Korean Learning Progress

It’s been almost a month since I formally announced my plans to learn Korean, so now is as good a time as any to check in on how the mission is coming. I’ve been averaging several hours a day (usually most of the morning and a bit more in the late afternoon or evening) on Korean.

Apps

I’m two lessons short of finishing the tree on Duolingo, but it will be some time before I max out all the lessons to get all the “crowns.” Duolingo recently introduced a weekly leadership board, so that competitive element (to progress into the next league) has kept me motivated to do extra lessons everyday. Overall, I’m a bit bored of Duolingo.

I completely worked my way through one app called “Infinite Korean,” which drills up to 10 vocabulary items organized around topics (transportation, food, clothing, etc.) with a simple premise of picking the correct answer before the falling meteor hits the ground.

I’m also 85% through Korean on Lingodeer, which I think I might wholeheartedly recommend. It does look like it is designed by professional language teachers with more use of textbook style grammar exercises and a very systemic step-by-step approach. Each lesson is a little bit easy because it focuses on 4 sample sentences that just keep coming up with different tasks.

Podcast

I’ve barely started Level 3 of Talk to Me in Korean because I am not spending hours everyday out and about. It looks like it goes up to level 10, and 1441 unplayed episodes in the podcast feed, I’m certainly not going to run out of content.

Textbook

I’m really hating the Chinese-Korean textbook I brought with me, and instead of doing a lesson a day, I’m only covering one chapter every couple of days. I need to review more and go through the audio at least a dozen more times. The textbook is good because I am reading more than a sentence at a time.

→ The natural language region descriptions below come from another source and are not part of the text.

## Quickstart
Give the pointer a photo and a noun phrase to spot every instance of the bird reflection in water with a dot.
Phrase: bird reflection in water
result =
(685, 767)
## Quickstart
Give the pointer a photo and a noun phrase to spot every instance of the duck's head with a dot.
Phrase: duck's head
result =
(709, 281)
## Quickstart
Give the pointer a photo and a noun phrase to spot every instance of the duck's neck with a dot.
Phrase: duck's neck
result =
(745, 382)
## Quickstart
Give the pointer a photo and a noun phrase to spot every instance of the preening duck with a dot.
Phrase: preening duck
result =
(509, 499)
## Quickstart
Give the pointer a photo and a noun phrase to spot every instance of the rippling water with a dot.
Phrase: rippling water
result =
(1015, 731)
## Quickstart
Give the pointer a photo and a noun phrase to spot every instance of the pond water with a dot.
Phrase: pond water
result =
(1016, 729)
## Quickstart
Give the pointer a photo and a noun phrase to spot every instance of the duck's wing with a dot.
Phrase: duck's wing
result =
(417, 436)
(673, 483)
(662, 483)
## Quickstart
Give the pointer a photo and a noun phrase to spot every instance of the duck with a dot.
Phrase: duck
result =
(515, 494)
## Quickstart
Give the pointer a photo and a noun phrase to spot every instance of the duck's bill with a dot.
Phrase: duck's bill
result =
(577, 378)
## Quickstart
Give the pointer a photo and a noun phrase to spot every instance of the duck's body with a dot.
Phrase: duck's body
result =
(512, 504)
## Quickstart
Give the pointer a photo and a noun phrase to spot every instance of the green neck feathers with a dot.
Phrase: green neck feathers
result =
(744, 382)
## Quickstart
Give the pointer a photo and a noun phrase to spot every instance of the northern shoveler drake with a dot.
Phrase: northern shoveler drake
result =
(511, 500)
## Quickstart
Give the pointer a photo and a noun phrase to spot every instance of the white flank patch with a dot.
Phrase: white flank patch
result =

There was a Level 1A Korean textbook in a bookcase at the hostel. I devoured that in a couple days (as it was 90% review for me). It’s also the textbook I’ve pushed on the other newbie learners in the hostel.

Life

I’ve definitely reverted into my natural state of introversion, getting by with minimal verbal interaction. It doesn’t take much Korean to order an americano, especially when the barista asks you “hot or iced” in English, and when shopping at a mart you just look at the screen with the total and hand over money.

I’ve got the Naver Korean-English dictionary app on my phone and if I am ever sitting around anywhere (such as a restaurant), I like to look up any words I see.


I’d guess that I “know” somewhere between 500 and 1,000 words by now, but I actually want to get a lot more precise. I’ve been thinking about starting up a database in an Excel file, much like I did with Chinese. I’ve been copying vocabulary into a notebook, but it is very disorganized with lots of repetition of words. I do pull it out occasionally to review a page or two, but not enough. I think I might wait until I finish the two learning apps, but it will be good to build a master list of vocabulary for a number of reasons: review, typing practice, identification of common words, a more precise count of how many words I know (or at least should know at this point), and a basis for a possible integration of Korean resources into my Chinese database.

Though Korean is turning out to be harder than I thought (in terms of so many rules and exceptions to rules regarding grammar and pronunciation), not only am I still confident of my ability to leave here a fluent speaker, but also a teacher of Korean. I’m already planning a mini-textbook on learning how to read the Korean alphabet.